Lors d’un hommage au professeur Samuel Paty, décapité par un terroriste islamiste après avoir montré à ses élèves de 4e des dessins du prophète, le président français a promis de ne pas « renoncer aux caricatures ».

« L’actualité nous a rattrapés avec ces appels au boycott que je dénonce solennellement. Je pense que les musulmans de France, doivent défendre les intérêts de notre pays. Ces appels au boycott n’ont pas lieu d’être », a indiqué Mohamed Moussaoui à RMC au lendemain de sa rencontre avec le chef d’Etat français.

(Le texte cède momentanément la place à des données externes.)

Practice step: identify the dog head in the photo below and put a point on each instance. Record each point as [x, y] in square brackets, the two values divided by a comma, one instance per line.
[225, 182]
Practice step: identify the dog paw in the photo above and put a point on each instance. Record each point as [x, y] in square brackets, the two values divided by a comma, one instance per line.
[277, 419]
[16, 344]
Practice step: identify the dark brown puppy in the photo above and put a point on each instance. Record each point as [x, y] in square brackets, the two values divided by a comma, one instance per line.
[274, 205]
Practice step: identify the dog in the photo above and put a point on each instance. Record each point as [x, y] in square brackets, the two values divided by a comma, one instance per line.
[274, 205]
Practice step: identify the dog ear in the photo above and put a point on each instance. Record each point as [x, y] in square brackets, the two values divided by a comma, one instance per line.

« Il est clair que l’expression du président de la République a été déformé et instrumentalisé. Lui-même est conscient de ce fait. Il a clairement précisé qu’il n’a jamais appelé à caricaturer ou publier des caricatures. Il est dans son rôle de dire le droit, celui la liberté de caricaturer, il n’a pas demandé aux gens de publier les caricatures », a-t-il ajouté.

Interrogé sur le discours du président français appelant les professeurs à parler des caricatures et la décisions des présidents de régions de distribuer les caricatures, le président du CFCM a estimé que « certains ont la volonté de heurter les sentiments » des musulmans en publiant ces caricatures.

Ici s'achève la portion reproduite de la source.